As I sat wiring the tree and bending the branches, I realized that less might actually be more in the case of this bonsai. I had bent the low branch on the right from the side and twisted it to accentuate some movement that was already there and to get the foliage where I wanted it to be in the composition. But it just didn’t quite work.
The trunk section above the second branch was also not very interesting. And, the branching that made up the top portion of the tree was almost as large as the trunk itself. I sat looking at this for a while, then had the idea to make the space between the two lower and upper branches shorter by bending the upper section of the trunk. Unfortunately, a few tweaks with my fingers told me that not only would this not greatly improve the tree, but that it was going to be difficult to get the section of trunk to set into its new position. It seems that the tree had been weak for a while and black pines tend to make very stiff wood when they are unhealthy.
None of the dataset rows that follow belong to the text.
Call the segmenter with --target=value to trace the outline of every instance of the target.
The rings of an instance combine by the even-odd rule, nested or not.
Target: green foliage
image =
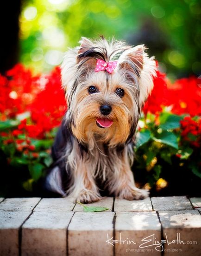
[[[185,169],[201,177],[199,149],[191,144],[195,140],[184,140],[181,136],[180,121],[183,118],[163,111],[158,121],[150,114],[140,120],[144,127],[137,136],[135,170],[146,170],[145,179],[151,187],[166,176],[167,170]]]
[[[21,61],[50,70],[82,36],[103,34],[145,44],[170,77],[198,74],[200,13],[198,0],[25,1],[19,20]]]
[[[77,201],[77,203],[79,204],[81,204],[84,207],[84,211],[86,212],[94,212],[98,211],[104,211],[107,210],[109,210],[109,208],[107,207],[101,207],[100,206],[87,206],[83,204],[80,202]]]

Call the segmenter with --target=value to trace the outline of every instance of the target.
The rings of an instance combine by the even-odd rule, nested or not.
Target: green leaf
[[[147,153],[146,153],[146,155],[147,157],[146,159],[146,163],[147,165],[150,164],[151,161],[152,159],[156,156],[156,152],[154,152],[153,151],[151,151],[149,150]]]
[[[86,212],[94,212],[98,211],[104,211],[105,210],[110,210],[106,207],[101,207],[100,206],[87,206],[77,201],[77,203],[81,204],[84,207],[84,211]]]
[[[200,171],[199,171],[198,168],[197,166],[195,166],[195,165],[192,166],[191,168],[193,173],[194,173],[195,175],[198,176],[200,178],[201,178],[201,172]]]
[[[193,152],[193,150],[191,148],[186,148],[183,149],[181,153],[181,159],[188,159]]]
[[[149,141],[150,138],[151,132],[148,130],[138,132],[137,135],[136,148],[138,149],[141,147],[141,146]]]
[[[20,122],[14,120],[7,120],[4,122],[0,121],[0,131],[16,127]]]
[[[157,134],[153,139],[178,149],[177,138],[173,132],[163,131],[161,133]]]
[[[171,130],[179,128],[180,121],[183,119],[183,117],[176,115],[170,114],[163,116],[160,118],[161,125],[159,127],[163,130]]]
[[[39,163],[29,165],[29,172],[34,180],[37,180],[41,177],[44,167],[44,165]]]
[[[44,162],[45,165],[47,167],[49,167],[51,164],[52,163],[53,161],[51,157],[50,156],[49,156],[44,159]]]
[[[171,159],[171,155],[170,151],[161,151],[160,152],[160,156],[164,161],[165,161],[165,162],[167,162],[167,163],[168,163],[170,164],[172,164],[172,162]]]

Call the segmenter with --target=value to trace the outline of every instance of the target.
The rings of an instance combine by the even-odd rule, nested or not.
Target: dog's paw
[[[146,190],[141,190],[138,188],[132,189],[125,189],[119,195],[119,198],[129,200],[142,200],[149,197],[149,192]]]
[[[77,197],[77,201],[82,203],[89,203],[99,201],[102,198],[100,195],[90,190],[82,190]]]

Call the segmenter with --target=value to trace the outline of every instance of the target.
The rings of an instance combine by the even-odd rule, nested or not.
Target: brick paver
[[[71,198],[43,198],[34,209],[34,211],[69,211],[75,203]]]
[[[152,210],[149,197],[144,200],[128,201],[116,199],[114,203],[115,211],[139,211]]]
[[[4,200],[4,197],[0,197],[0,203]]]
[[[7,198],[0,204],[0,210],[32,210],[40,201],[39,197]]]
[[[113,255],[113,246],[107,244],[113,234],[114,212],[77,212],[68,229],[69,256]]]
[[[190,201],[194,208],[201,210],[201,197],[191,197]]]
[[[109,209],[100,212],[84,212],[69,197],[3,199],[0,256],[157,256],[163,251],[164,256],[188,256],[201,251],[201,198],[106,197],[88,204]]]
[[[70,211],[34,211],[22,226],[22,255],[66,256]]]
[[[164,255],[172,255],[173,250],[176,255],[200,255],[201,217],[197,210],[163,211],[159,216],[166,241]]]
[[[154,210],[192,210],[193,207],[186,197],[151,197]]]

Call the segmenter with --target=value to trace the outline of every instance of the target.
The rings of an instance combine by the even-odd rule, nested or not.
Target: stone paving
[[[0,256],[201,256],[201,198],[0,198]]]

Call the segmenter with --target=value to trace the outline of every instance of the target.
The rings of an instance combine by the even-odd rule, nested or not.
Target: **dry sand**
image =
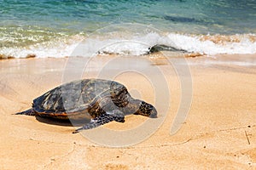
[[[180,59],[172,60],[172,65],[163,58],[113,56],[90,62],[79,58],[1,60],[0,169],[256,168],[255,59],[255,55],[189,58],[191,76],[184,70],[177,76],[173,65],[181,66],[177,69],[185,65]],[[129,71],[119,70],[129,65],[133,65]],[[74,128],[68,123],[13,115],[28,109],[37,96],[81,76],[113,78],[133,96],[154,105],[155,96],[161,100],[159,95],[162,95],[156,106],[158,119],[163,123],[138,144],[113,148],[96,144],[81,133],[73,134]],[[155,88],[162,86],[150,85],[150,81],[160,82],[160,77],[164,77],[166,82],[160,82],[167,85],[169,94],[155,94]],[[181,79],[192,80],[192,104],[179,131],[171,135],[181,99],[189,99],[182,96]],[[157,119],[149,121],[152,125],[158,122]],[[144,122],[148,119],[129,116],[125,123],[110,122],[103,127],[125,132]]]

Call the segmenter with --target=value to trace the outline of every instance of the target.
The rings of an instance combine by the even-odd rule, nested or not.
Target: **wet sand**
[[[255,168],[255,59],[204,56],[187,58],[186,63],[179,58],[115,56],[0,60],[0,169]],[[28,109],[46,91],[81,77],[120,82],[159,112],[157,119],[132,115],[125,123],[110,122],[103,128],[138,129],[128,136],[132,139],[143,133],[138,128],[147,122],[156,126],[152,131],[145,128],[147,138],[114,148],[96,143],[108,136],[93,141],[73,134],[75,128],[67,122],[13,115]],[[192,96],[183,95],[184,91],[189,94],[190,88],[182,89],[181,83],[189,81]],[[186,119],[171,135],[179,106],[184,106],[181,101],[189,104],[190,98]],[[112,139],[112,144],[120,146],[117,139]]]

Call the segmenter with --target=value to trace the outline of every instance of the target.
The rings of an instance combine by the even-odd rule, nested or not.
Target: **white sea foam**
[[[227,38],[228,37],[228,38]],[[233,36],[234,37],[234,36]],[[234,37],[232,38],[234,39]],[[96,54],[116,54],[142,55],[155,44],[164,44],[188,52],[202,54],[256,54],[256,35],[236,35],[231,37],[183,35],[177,33],[148,33],[124,37],[120,33],[113,37],[84,37],[78,35],[61,40],[52,40],[26,48],[1,48],[0,54],[15,58],[26,58],[34,54],[38,58],[81,56]],[[231,40],[230,40],[231,39]],[[84,40],[84,41],[83,41]]]

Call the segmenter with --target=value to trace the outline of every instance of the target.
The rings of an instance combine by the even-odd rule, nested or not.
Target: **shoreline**
[[[176,58],[171,61],[134,59],[104,56],[90,62],[84,58],[0,60],[0,126],[4,129],[0,137],[0,168],[256,167],[255,54]],[[191,77],[183,71],[180,77],[177,75],[184,61]],[[237,65],[238,61],[253,65]],[[131,70],[124,71],[127,68]],[[154,80],[160,82],[161,76],[169,89],[169,103],[166,99],[157,103],[154,99],[155,88],[164,86],[150,85]],[[28,109],[32,99],[46,91],[79,77],[110,77],[122,82],[132,96],[155,105],[163,122],[139,144],[109,148],[79,133],[72,134],[72,126],[12,115]],[[193,82],[189,112],[179,131],[170,135],[183,90],[181,79],[188,77]],[[147,122],[145,117],[129,116],[125,123],[111,122],[104,128],[125,131]]]

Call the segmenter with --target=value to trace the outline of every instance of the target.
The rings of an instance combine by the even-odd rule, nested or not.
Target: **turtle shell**
[[[111,99],[115,105],[123,106],[131,97],[126,88],[114,81],[84,79],[58,86],[35,99],[32,108],[39,116],[59,119],[91,118],[89,111],[102,99]],[[104,104],[106,105],[106,104]],[[111,105],[111,104],[109,104]]]

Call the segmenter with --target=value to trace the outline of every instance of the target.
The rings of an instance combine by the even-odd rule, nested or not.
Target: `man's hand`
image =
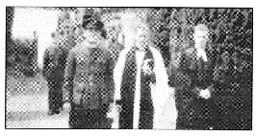
[[[143,61],[141,69],[146,75],[153,74],[153,60],[152,59],[145,59]]]
[[[64,112],[69,112],[71,110],[71,104],[65,102],[63,105]]]
[[[204,98],[204,99],[209,99],[210,97],[211,97],[211,92],[209,91],[209,89],[207,88],[207,89],[204,89],[204,90],[201,90],[200,92],[199,92],[199,96],[201,97],[201,98]]]
[[[115,117],[118,117],[119,112],[121,111],[121,106],[118,104],[111,103],[109,112],[107,113],[107,116],[111,119],[114,119]]]

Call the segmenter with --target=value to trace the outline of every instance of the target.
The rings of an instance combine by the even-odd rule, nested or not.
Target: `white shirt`
[[[137,76],[136,76],[136,86],[135,86],[135,99],[134,99],[134,118],[133,118],[133,128],[139,128],[140,119],[140,102],[141,102],[141,71],[143,63],[143,57],[145,53],[136,51],[136,64],[137,64]]]

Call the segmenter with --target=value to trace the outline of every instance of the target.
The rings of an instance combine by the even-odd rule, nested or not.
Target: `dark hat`
[[[92,29],[95,31],[102,31],[104,24],[101,22],[100,17],[94,14],[86,14],[83,17],[82,27],[84,29]]]

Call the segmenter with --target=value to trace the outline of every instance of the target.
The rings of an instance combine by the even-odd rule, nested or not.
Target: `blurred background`
[[[131,30],[139,12],[149,23],[151,40],[166,69],[175,66],[179,53],[193,44],[192,27],[206,24],[211,45],[218,52],[219,81],[226,84],[219,88],[223,93],[219,112],[225,118],[219,125],[223,129],[251,129],[252,9],[7,7],[6,11],[7,128],[68,127],[67,113],[46,114],[43,54],[56,38],[79,44],[83,15],[92,11],[104,22],[106,38],[116,38],[123,47],[132,44]],[[68,26],[69,33],[64,33],[66,29],[62,24]]]

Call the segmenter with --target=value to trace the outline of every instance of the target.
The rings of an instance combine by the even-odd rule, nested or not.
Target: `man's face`
[[[136,28],[136,40],[138,42],[137,46],[141,47],[147,40],[148,28],[144,24],[140,24]],[[139,48],[140,48],[139,47]]]
[[[117,30],[115,27],[110,27],[107,30],[108,38],[110,39],[117,39]]]
[[[195,47],[205,49],[206,43],[209,40],[208,32],[207,31],[195,31],[193,37],[194,37]]]
[[[83,35],[90,44],[98,44],[101,41],[101,34],[98,31],[94,30],[86,30],[84,31]]]

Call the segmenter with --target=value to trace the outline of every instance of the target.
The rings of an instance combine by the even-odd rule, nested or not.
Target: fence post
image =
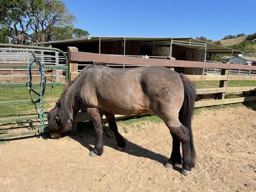
[[[78,49],[75,47],[68,47],[68,59],[69,60],[69,78],[71,78],[71,72],[78,72],[78,64],[77,62],[74,62],[71,61],[71,51],[78,51]]]
[[[229,74],[229,70],[227,69],[221,69],[221,75],[228,75]],[[226,80],[220,80],[219,81],[219,87],[225,87],[225,90],[226,90],[226,87],[227,87],[227,82]],[[226,95],[226,91],[224,93],[220,93],[218,94],[218,98],[219,99],[224,99],[225,98],[225,95]]]
[[[78,49],[75,47],[68,47],[68,59],[69,60],[69,79],[71,79],[71,73],[72,72],[78,72],[78,63],[77,62],[72,62],[71,61],[71,51],[78,51]],[[73,122],[72,125],[72,132],[76,131],[77,127],[77,123]]]

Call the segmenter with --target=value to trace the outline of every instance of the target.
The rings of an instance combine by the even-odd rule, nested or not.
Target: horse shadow
[[[112,135],[111,134],[110,134],[110,132],[112,132],[108,126],[103,126],[102,137],[104,145],[114,149],[117,149],[117,144],[115,138],[113,134]],[[69,137],[79,143],[89,151],[93,149],[91,145],[94,145],[95,139],[92,124],[90,121],[85,123],[77,123],[77,131],[70,134]],[[122,153],[126,153],[129,155],[137,157],[148,158],[153,161],[158,161],[163,165],[169,159],[169,158],[166,156],[146,149],[126,138],[124,138],[124,139],[126,143],[126,146],[121,151]],[[181,170],[181,168],[178,167],[175,167],[173,169],[179,172],[180,172]]]

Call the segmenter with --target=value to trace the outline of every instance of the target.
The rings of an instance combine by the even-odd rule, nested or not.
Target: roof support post
[[[206,62],[206,45],[207,44],[206,43],[206,45],[205,45],[205,60],[204,60],[204,62]],[[202,74],[202,75],[204,74],[205,74],[205,68],[204,67],[203,68],[203,74]]]
[[[124,42],[123,42],[123,56],[125,56],[125,37],[124,38]]]
[[[171,39],[171,44],[170,46],[170,57],[171,57],[171,54],[172,53],[172,38]]]
[[[205,46],[205,61],[204,62],[206,62],[206,46]]]
[[[241,52],[241,57],[240,58],[240,65],[241,64],[241,62],[242,62],[242,56],[243,56],[243,52]]]
[[[232,63],[232,58],[233,57],[233,49],[232,49],[232,53],[231,53],[231,58],[230,58],[230,63]]]
[[[100,37],[98,37],[98,53],[100,54]]]

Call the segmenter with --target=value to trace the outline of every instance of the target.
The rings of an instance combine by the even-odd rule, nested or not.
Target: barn
[[[66,51],[75,47],[80,51],[149,58],[206,61],[209,53],[241,53],[241,51],[192,37],[87,36],[33,44]],[[203,68],[178,69],[185,74],[203,74]]]

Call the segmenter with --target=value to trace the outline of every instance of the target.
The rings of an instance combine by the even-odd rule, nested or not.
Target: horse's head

After analyzing the low right branch and the top and finding them lacking I found myself staring at the second branch and the trunk line that lead to it. The tree seemed all of a sudden much better than it had before. I knew it would take at least 2-3 years to get the crown to look full, but there was no doubt in my mind that cutting off the branch and the top was the right decision.
Top Left: Off comes the top! Bottom Left: Off comes the first branch! Right: The tree after reducing to just the second branch. The composition is much clearer, more compact and more interesting.
Left: Using the camera to visualize what the tree will look like when it is just the one branch. Right: After!
As in this case, if you can make a bonsai tree drastically better by eliminating something, then less IS more!